Combination treatments with doxorubicin,73 irinotecan,74 and paclitaxel75 were evaluated in preclinical studies showing synergistic effects against sarcomas. Trabectedin was combined with doxorubicin,76,77 pegylated liposomal doxorubicin,77 paclitaxel,78 and capecitabine79 in phase I studies involving patients with solid tumors. The DLT were essentially myelosuppression and hepatotoxicity.
In sarcomas a phase I study combining doxorubicin and trabectedin reported that the maximum tolerated dose was 60 mg/m2 and 1.1 mg/m2 respectively. Preliminary pharmacokinetics of both agents were not significantly modified by the combination.
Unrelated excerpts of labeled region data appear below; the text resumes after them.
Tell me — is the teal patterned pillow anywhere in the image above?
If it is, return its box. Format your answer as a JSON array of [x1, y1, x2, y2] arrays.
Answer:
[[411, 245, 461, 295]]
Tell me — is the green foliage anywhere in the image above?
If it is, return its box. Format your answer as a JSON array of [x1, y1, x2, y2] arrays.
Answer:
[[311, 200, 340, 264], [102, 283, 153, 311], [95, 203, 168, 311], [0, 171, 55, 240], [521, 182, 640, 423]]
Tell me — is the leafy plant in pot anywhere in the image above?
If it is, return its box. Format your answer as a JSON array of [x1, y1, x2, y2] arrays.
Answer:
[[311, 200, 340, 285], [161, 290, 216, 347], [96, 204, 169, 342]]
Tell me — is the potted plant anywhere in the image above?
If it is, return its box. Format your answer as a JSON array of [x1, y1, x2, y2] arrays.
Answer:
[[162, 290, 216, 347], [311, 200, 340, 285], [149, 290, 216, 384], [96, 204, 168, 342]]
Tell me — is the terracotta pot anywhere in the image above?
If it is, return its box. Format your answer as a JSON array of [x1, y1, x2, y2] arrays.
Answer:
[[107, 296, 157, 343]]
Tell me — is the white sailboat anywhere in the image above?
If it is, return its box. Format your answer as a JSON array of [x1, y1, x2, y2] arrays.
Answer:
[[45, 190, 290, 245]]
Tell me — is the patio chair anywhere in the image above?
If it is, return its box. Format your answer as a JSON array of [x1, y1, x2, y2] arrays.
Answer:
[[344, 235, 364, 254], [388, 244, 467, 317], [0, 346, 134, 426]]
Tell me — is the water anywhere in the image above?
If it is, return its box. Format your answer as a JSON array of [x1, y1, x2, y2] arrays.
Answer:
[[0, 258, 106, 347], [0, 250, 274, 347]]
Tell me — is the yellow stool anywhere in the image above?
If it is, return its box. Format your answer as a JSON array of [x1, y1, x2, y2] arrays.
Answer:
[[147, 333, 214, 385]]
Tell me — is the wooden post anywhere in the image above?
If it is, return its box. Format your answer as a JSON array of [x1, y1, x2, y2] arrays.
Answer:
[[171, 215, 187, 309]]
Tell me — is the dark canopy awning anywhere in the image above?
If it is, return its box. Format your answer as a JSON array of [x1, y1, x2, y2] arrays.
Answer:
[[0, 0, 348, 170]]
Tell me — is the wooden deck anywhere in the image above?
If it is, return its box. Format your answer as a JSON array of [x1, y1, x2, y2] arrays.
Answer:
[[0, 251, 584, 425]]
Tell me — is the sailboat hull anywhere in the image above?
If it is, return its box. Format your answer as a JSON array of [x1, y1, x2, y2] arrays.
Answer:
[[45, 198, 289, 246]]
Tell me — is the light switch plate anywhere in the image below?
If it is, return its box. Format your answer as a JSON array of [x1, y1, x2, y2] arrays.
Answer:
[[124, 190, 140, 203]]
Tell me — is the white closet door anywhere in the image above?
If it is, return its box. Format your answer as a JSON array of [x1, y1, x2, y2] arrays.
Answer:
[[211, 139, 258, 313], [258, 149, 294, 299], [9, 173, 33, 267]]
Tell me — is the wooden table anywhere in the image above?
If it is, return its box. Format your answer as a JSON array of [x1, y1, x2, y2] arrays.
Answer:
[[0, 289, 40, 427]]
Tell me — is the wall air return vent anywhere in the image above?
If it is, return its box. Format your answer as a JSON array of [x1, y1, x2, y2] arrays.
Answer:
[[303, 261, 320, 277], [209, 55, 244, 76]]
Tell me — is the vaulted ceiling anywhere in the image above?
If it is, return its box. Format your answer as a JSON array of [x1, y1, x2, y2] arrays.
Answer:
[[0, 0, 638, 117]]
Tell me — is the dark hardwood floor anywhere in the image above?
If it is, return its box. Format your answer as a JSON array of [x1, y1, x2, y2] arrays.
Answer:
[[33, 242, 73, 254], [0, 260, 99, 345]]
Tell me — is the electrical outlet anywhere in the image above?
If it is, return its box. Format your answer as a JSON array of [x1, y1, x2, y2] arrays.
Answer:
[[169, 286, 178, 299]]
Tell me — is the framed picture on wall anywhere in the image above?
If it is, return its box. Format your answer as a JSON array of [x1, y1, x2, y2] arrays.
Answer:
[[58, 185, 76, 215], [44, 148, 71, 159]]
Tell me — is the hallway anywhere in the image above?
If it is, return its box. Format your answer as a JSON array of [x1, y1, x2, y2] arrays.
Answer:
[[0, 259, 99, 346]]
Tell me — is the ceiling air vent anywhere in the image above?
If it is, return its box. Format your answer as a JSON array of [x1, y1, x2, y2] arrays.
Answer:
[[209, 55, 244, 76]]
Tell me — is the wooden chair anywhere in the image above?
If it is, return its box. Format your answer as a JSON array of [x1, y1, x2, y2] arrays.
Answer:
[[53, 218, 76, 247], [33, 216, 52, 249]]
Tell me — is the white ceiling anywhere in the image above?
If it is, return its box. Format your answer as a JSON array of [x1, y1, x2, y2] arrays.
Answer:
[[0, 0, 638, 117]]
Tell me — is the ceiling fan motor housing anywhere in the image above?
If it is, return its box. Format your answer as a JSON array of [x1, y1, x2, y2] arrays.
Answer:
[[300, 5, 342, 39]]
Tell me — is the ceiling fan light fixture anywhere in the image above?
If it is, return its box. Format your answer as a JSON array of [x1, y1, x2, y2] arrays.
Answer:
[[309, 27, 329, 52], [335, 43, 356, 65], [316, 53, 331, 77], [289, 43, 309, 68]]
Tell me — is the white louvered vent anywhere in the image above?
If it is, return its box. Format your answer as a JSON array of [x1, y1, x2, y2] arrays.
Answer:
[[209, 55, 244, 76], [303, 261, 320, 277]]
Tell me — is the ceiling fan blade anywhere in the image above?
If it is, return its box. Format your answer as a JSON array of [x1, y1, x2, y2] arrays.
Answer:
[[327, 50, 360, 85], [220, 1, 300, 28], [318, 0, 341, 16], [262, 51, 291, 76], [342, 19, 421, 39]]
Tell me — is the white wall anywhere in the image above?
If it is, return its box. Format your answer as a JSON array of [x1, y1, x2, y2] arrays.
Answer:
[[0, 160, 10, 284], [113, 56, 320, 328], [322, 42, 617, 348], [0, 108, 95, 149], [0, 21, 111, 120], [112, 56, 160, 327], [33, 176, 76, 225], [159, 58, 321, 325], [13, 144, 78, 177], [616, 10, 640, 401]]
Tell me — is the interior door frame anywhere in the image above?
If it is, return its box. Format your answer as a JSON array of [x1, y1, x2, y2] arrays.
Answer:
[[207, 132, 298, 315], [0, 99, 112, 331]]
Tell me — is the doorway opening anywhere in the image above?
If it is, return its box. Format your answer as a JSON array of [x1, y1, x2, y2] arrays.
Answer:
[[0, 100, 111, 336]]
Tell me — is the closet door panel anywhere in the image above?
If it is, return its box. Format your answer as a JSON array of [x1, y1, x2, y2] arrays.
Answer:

Because of severe neutropenia at the first dose level, granulocyte colony-stimulating factor had to be added subsequently. The dose limiting toxicities were neutropenia and thrombopenia. Dose reduction was required in 51% of patients for trabectedin and 27% for doxorubicin. Among the 41 treated patients, five achieved a partial remission and 34 had a disease stabilization that lasted more than six months in 15 patients.77
The marine-derived DNA-binding protein trabectedin induces DNA damage and transcriptional interference, which are dependent on the presence of DNA-repair systems. In phase I studies, the optimal dose and schedule of administration of trabectedin was 1.5 mg/m2 as a 24 h intravenous continuous infusion every three weeks. In pretreated patients, the three phase II studies involving 183 patients showed response rate up to 10% with disease control achieved in approximately 50% and a median overall survival of one year. Significant activity was also found in first line therapy with a response rate of 17% and 72% of patients surviving at one year. The treatment is generally well tolerated at the recommended dose. The most frequent severe toxicities were neutropenia, thrombocytopenia, and transient increase of hepatic tests. These adverse events were not cumulative and were rapidly reversible. Dexamethasone premedication reduced the hepatotoxicity and the myelosuppression. A better understanding of the mechanisms of action of trabectedin and its effect on transcription pathways make it a good candidate for combination with other chemotherapeutic agents or targeted therapy.
The authors report no conflicts of interest in this work.